The third was the result of a breath test conducted at the Citrus County Detention Facility five hours after the accident. It showed that, even with all that time, Bass still had a blood-alcohol level of 0.14, nearly twice the 0.08 limit at which Florida law presumes someone is unable to drive safely.
"I think this is a case where, given the nature of the blood tests, I think the jury can't help but push the burden (of proof) on the defense," said Jim Cummins, the defense attorney for Bass.
Through his own witnesses and through cross-examination, Cummins attempted to prove over the course of the trial that his client was not unsteady on his feet or in his speech before or after the crash. His argument: While his client may have been legally drunk, his drunkeness didn't cause the fatal crash.
Instead, he advanced the argument that Bass swerved to avoid an oncoming truck that had swerved into his westbound lane as he and Bullock headed into Inverness for lunch at Sonny's Real Pit Bar-B-Q.

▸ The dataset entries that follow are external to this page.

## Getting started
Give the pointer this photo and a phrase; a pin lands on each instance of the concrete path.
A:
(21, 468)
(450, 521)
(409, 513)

"This case is about the cause of this accident," Cummins argued. "Jack Bass drove the road as it should have been driven."
But Cpl. Leo Wells, a traffic homicide investigator for the Florida Highway Patrol, said there was no evidence on the scene to back up the account. Rather, he said, Bass entered the curve just east of Inverness traveling at 94 mph, realized he couldn't cut the curve, braked, and slid off the roadway in an uncontrolled skid.
"It's how it had to happen," Wells said. "It's like putting a puzzle together. There was no marks on the roadway itself or anything that indicates it was an escape between two drivers."
Defense traffic crash expert Boyd T. Cochrane of St. Petersburg testified that marks on the road were consistent with an attempt to avoid an oncoming car. He also said Wells used faulty assumptions to estimate the speed of the Caballero, which he placed at 52 mph.
It was difficult to tell how much stock jurors placed in the dueling testimony, though an engineer sat on the jury, as did a bartender.
Either way, jurors reached the right verdict, said Ricki Bullock, who had married Bullock six months before his death after dating him for more than two years.
"They kept bringing up in the trial how he (Bass) was 71," Mrs. Bullock said. "My late husband never reached 71."
Assistant State Attorney Donald McCathran Jr. said he did not yet know how stiff a sentence he will seek against Bass in October.
"It's a loss all around," he said. "Bass will probably be in prison the rest of his life."
"All because of some beer," added Richard Buxman, who prosecuted the case with McCathran.